Zhu et al.,19 utilizing YOLOv4, focused on sensitivity metrics, highlighting the model's ability to identify true positives correctly. Sukegawa et al.20 achieved commendable F1 scores with ResNet50 and a variant thereof, indicating an effective balance between precision and recall. Takebe et al.,16 using YOLOv3, outperformed traditional diagnostic methods, significantly advancing automated dental imaging assessments.
Models such as VGG-16 used by Papasratorn et al.18 demonstrated superior performance metrics. Conversely, Jeon et al.33 encountered challenges in optimizing sensitivity with RetinaNet and EfficientDet-D4, which could impact their utility in real-world clinical settings. Furthermore, Yari et al.22 and Jing et al.17 with ResNet-50 and YOLOv5 revealed high specificity, reinforcing their potential to minimize false positives in clinical diagnostics. The specific performance metrics for these models are presented in Table 5.
Table 5. Evaluation metrics and model comparisons.
Meta-analysis and meta-regression
This meta-analysis evaluated the diagnostic performance of DL models in identifying the contact status between the MC and MM3 on PANs. Due to the significant heterogeneity among studies, as indicated by an I2 statistic exceeding 90%, a random effects model was applied to integrate variability.
The study by Zhu et al.19 was excluded from the meta-analysis because it did not report accuracy metrics, and these metrics could not be calculated from the available data. For the remaining studies, the DerSimonian-Laird random effects model was used to pool effect sizes for key performance metrics, including accuracy, sensitivity (recall), precision, F1-score, and specificity, as outlined in Table 6.
Table 6. Pooled diagnostic performance metrics of deep learning models from the meta-analysis.
The letters a, b, and c denote multiple models in the same study. CI: confidence interval
The pooled results indicated an accuracy of 83.4% (95% CI: 0.630-1.038), sensitivity of 80.2% (95% CI: 0.478-1.126), precision of 83.3% (95% CI: 0.644-1.022), an F1-score of 80.9% (95% CI: 0.544-1.074), and specificity of 85.8% (95% CI: 0.653-1.063).
Forest plots illustrating individual study effects, confidence intervals, and pooled estimates for accuracy, recall (sensitivity), precision, specificity, and F1-score are provided in Figures 4A to 4E.
Fig. 4. Forest plots illustrating diagnostic performance metrics for deep learning models. A. Accuracy. B. Sensitivity. C. Precision. D. Specificity. E. F1-score.
Univariate meta-regression analysis demonstrated that sample size had a positive but statistically insignificant association with all performance metrics (P>0.05), with R2 values ranging from 0.01 to 0.15. Image resolution exhibited a significant negative effect on accuracy (P=0.031), precision (P=0.024), and F1-score (P=0.019). Model architecture revealed considerable variability; architectures such as VGG-16 (P=0.012), AlexNet (P=0.015), and GoogLeNet (P=0.018) consistently enhanced performance metrics, whereas RetinaNet (P=0.042) and YOLOv3 (P=0.048) adversely affected certain metrics.

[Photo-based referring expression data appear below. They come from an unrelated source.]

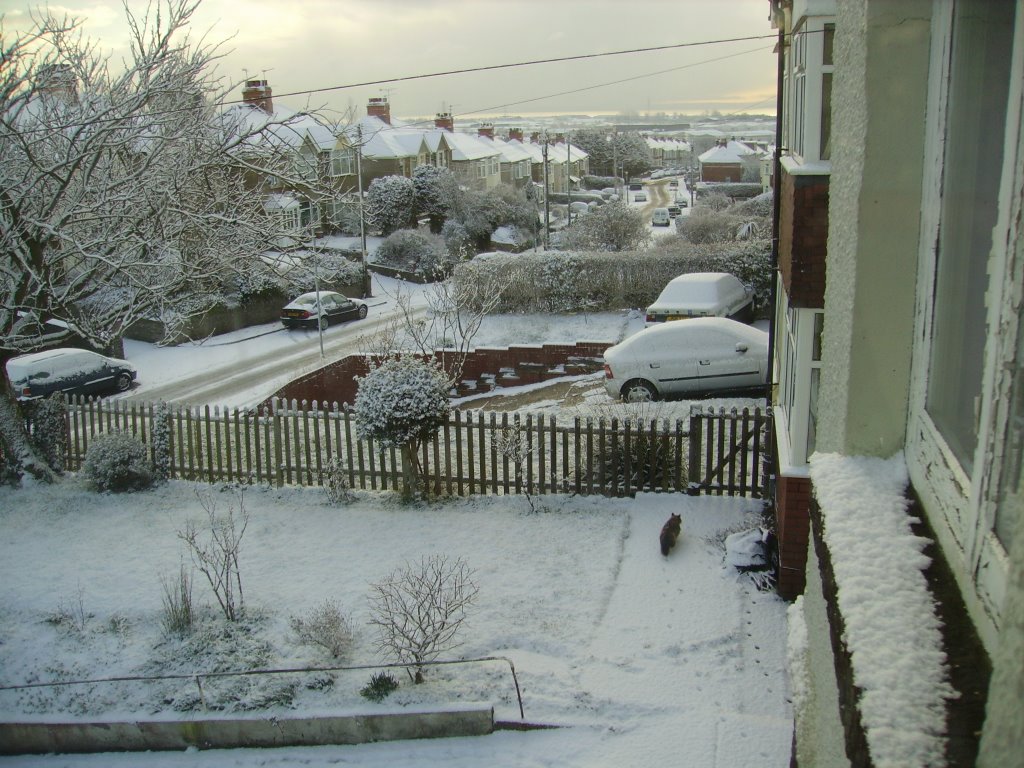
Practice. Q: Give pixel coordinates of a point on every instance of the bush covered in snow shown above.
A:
(572, 282)
(390, 202)
(414, 251)
(325, 627)
(117, 461)
(610, 227)
(49, 430)
(399, 403)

The multivariate meta-regression identified image resolution (P=0.027) and model architecture (P=0.011) as primary determinants of performance metrics (R2=1.0000). Predictor combinations, including sample size with image resolution, accounted for a substantial portion of the variance in accuracy (R2=77.8%, P=0.033) and precision (R2=76.9%, P=0.029). Sensitivity analyses confirmed the stability of the predictor coefficients and R2 values across iterations. Detailed results of the meta-regression analysis are available in the supplementary information.
Discussion
The findings of this systematic review and meta-analysis reveal promising diagnostic performance metrics for DL models in classifying the contact status between MM3 and the MC on PANs. Pooling data from 7 studies involving 4,955 PANs yielded high accuracy, sensitivity, specificity, precision, and F1 scores—all exceeding 80%.16,17,18,19,20,22,33 These results underscore the potential of DL models as a complementary diagnostic tool, especially in clinical settings where cone-beam computed tomography is either unavailable or impractical. However, substantial heterogeneity across studies introduces several challenges that must be addressed to improve the reliability and applicability of these models in diverse clinical environments.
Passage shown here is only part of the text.